August 19, 2019 | Ben Cohen
About the author: Ben Cohen, a New York-based writer, has contributed essays on anti-Semitism and related issues to Mosaic and other publications.
This is a response to The Shameful Cover-Up of the Worst Attack on Diaspora Jews Since the Holocaust, originally published in Mosaic in August 2019

A man at an AMIA memorial in July 2019 in Buenos Aires, Argentina. Federico Rotter/NurPhoto via Getty Images.
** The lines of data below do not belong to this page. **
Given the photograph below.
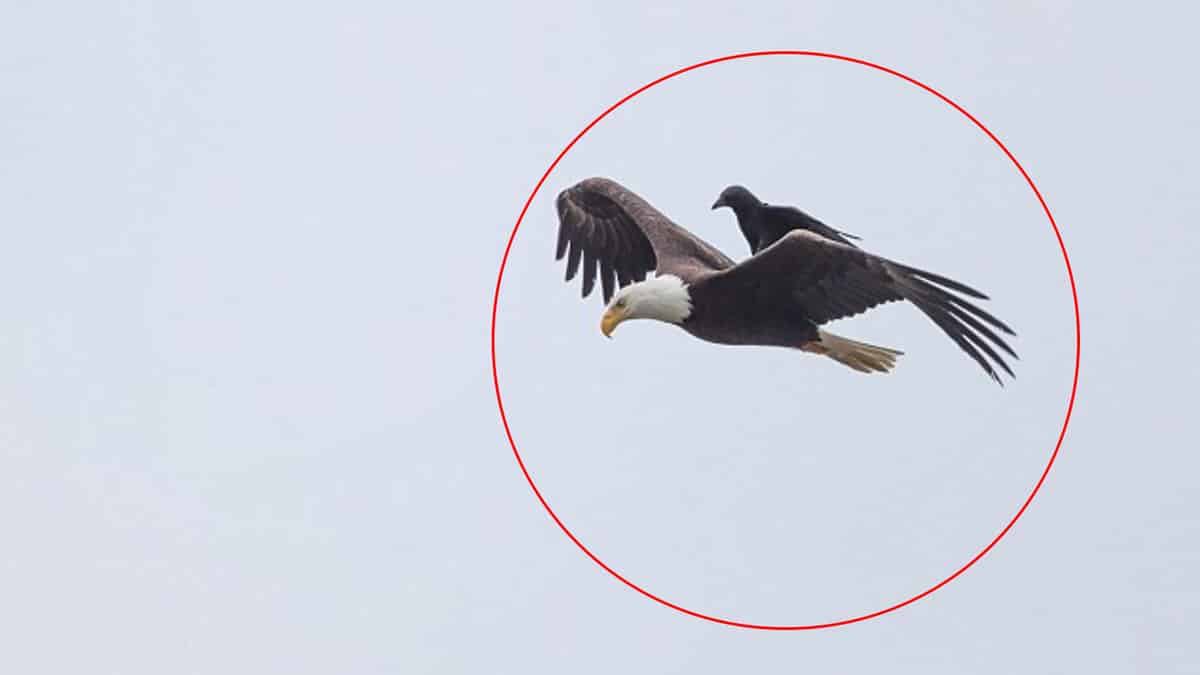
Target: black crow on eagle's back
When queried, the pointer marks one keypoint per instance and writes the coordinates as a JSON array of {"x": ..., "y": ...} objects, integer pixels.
[{"x": 801, "y": 276}]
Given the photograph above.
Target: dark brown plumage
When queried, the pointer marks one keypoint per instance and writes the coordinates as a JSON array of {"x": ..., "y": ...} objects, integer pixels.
[{"x": 778, "y": 297}]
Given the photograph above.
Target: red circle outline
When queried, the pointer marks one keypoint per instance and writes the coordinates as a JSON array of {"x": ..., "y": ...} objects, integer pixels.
[{"x": 1066, "y": 420}]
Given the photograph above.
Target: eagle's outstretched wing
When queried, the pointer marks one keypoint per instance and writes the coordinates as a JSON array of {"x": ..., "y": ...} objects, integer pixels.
[
  {"x": 617, "y": 233},
  {"x": 826, "y": 280}
]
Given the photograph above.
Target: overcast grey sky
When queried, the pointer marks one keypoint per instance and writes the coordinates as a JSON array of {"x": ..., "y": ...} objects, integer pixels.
[{"x": 246, "y": 418}]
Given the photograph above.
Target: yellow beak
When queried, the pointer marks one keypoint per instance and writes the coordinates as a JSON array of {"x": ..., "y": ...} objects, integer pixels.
[{"x": 611, "y": 318}]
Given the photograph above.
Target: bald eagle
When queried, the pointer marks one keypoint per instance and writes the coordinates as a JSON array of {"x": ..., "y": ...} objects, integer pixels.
[{"x": 778, "y": 297}]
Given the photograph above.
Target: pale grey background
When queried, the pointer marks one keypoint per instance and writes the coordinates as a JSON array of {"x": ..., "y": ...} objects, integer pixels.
[{"x": 247, "y": 422}]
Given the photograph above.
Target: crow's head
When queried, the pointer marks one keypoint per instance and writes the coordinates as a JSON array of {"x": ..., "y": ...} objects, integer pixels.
[{"x": 737, "y": 198}]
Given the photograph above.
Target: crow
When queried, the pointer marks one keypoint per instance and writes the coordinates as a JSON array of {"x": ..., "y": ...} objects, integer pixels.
[{"x": 763, "y": 223}]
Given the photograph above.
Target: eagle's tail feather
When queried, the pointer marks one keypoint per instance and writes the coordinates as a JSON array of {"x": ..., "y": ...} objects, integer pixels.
[{"x": 858, "y": 356}]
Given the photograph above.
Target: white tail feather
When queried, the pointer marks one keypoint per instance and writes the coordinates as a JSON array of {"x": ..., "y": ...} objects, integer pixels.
[{"x": 858, "y": 356}]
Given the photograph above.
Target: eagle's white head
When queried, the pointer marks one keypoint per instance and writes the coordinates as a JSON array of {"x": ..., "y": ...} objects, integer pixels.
[{"x": 663, "y": 298}]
On June 5, 1959, after several years of patient work, the Nazi war-crimes investigators Simon Wiesenthal and Hermann Langbein finally persuaded West German authorities to issue an arrest warrant for Dr. Josef Mengele, the Nazi doctor infamous for his bestial medical experiments on Jews and others incarcerated in the Auschwitz death camp. Mengele had fled to Argentina a decade earlier and was living openly under his own name in Buenos Aires. In the interim, Wiesenthal and Langbein assembled enough witness statements to provide a clear account of Mengele’s wartime atrocities, and the West Germans duly launched extradition proceedings to return him from Argentina for trial.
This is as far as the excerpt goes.